Technology advances will turn future battlefields into a mass of sensors giving troops up to the minute information on the enemy, experts said Monday. “We are talking about a battlefield that literally talks to the soldiers, within the next 20 years,” said Maj. Charles Heyman, editor of Jane’s World Armies.

HEYMAN, A SOLDIER for 23 years and now a military analyst, was speaking at the Future Weaponry Conference at the Royal United Services Institute think-tank.
He said the problem for both front-line troops and army commanders throughout the ages had been getting accurate and timely information about the enemy.
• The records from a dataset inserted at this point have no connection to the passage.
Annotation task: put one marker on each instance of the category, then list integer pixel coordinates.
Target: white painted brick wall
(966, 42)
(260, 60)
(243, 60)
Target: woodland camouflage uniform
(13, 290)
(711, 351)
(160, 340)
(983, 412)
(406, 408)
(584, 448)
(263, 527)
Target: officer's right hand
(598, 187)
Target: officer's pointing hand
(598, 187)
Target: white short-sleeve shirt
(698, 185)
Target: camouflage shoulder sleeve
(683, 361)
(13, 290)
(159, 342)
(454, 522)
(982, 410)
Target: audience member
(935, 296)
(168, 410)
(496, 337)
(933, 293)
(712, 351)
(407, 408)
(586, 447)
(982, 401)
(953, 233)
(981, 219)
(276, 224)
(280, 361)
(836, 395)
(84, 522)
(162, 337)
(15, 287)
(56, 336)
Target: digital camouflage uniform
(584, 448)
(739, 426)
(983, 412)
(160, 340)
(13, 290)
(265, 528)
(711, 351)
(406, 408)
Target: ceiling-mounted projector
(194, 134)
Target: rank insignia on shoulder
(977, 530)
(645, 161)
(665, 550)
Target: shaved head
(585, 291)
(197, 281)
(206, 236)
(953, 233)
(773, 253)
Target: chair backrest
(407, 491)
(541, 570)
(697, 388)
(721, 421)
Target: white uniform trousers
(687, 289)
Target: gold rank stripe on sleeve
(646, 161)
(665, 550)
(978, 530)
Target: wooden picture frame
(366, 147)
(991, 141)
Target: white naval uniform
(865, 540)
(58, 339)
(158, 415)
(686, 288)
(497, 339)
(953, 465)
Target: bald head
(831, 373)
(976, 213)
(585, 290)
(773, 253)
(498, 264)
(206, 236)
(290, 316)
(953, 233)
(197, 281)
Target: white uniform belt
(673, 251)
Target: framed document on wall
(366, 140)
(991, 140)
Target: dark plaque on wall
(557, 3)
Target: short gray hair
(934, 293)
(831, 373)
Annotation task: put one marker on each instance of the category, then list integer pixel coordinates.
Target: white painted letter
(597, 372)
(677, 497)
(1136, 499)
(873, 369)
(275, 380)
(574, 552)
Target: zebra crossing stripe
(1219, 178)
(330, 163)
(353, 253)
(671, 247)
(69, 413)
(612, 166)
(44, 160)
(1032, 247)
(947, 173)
Even in the latest war in Iraq, when American commanders had been able to track their forces with pinpoint accuracy and had Predator drones in the sky, they had in many cases been ignorant of what lay in front.
“I am hearing reports from Iraq saying that knowing what was happening six hours ago was interesting, but what forward commanders really need is information about what the enemy is actually doing now,” Heyman said.
The answer, he said, lay in spreading hundreds of tiny sensors across the enemy’s positions that would send out constant sound, visual and electronic intelligence.
The sensors, which need be no bigger than a matchbox and can be disguised to resemble small rocks, can operate for a long time using digital communications in bursts to make them impossible to detect, Heyman added.
Some might even be able to fly short distances to visually verify information picked up from other bugs.
Others took a different view.
“This is the tail wagging the dog,” said Wing Commander Rich Luck of the UK Ministry of Defense. “You need to completely rethink command and control then develop the technology, not let the technology drive the change.”
Defense analyst David Stuples observed that forward units could not possibly digest all the raw information and would in effect be turned into little freelance armies operating alone.
But all agreed that the technology was coming and noted its potential use in monitoring sensitive border areas such as between India and Pakistan or tracking terror groups.